Another difficulty is that proficiency with CAD, as with screening mammogram interpretation, is achieved only through long hours of practice. Nishikawa thinks CAD training programs, similar to ACR and private courses for reading screening mammograms, may be beneficial to some clinicians. However, he notes that there is no consensus on how best to train radiologists to read screening mammograms and even less agreement about how to do it with CAD.
One solution that could potentially provide immediate, concrete benefits is for facilities to audit all their false-negative screening mammograms. By reviewing these cases, doctors will almost certainly find instances where CAD marked a cancer but was ignored. Annual reviews presumably would provide clinicians with an evidence-based measure of CAD’s performance.
“I’m almost certain they’ll find cases that were marked by the computer [in which] they basically ignored the prompt,” says Nishikawa. “So now, if you do that, they’ll get feedback—real clinical feedback—that the computers can actually find things that could help them, if they pay attention to the marks.”
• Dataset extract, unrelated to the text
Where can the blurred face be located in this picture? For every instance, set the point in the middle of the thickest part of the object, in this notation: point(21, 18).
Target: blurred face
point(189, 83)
Another development that could allow more efficient use of CAD would be an improved computer-human interface. Nishikawa says there are several possible versions, but there are a few that he finds particularly interesting. One is called interactive CAD; it’s currently in development at the Radboud University Nijmegen in the Netherlands. Rather than employing CAD as a second reader, the radiologist can click on any area of interest on an image and receive feedback from the software. If there’s a CAD mark on the image, it may contain some details about the lesion, but the radiologist would see the mark only if he or she wants to see it, the idea being that it would be used only for borderline cases.
Similarly, another type of interface can be incorporated into a second reader. If a clinician wants to know more about a mark, he or she can click on it to launch a pop-up window that will provide images similar to the area of interest. It will also include some data about whether the area is likely to be cancerous as well as the probability of the lesion being benign or malignant. Another way that CAD as a second reader may be improved is by color-coding CAD marks to coincide with the probability of a suspicious lesion being cancerous.
Nishikawa says the key to making the best use of CAD lies in examining how clinicians interact with it. It will probably take some time before that is well understood, but, regardless of any significant changes to CAD interfaces or training, he believes screening mammography interpretation with CAD is better than without.
— David Yeager is a freelance writer and editor based in Royersford, Pennsylvania.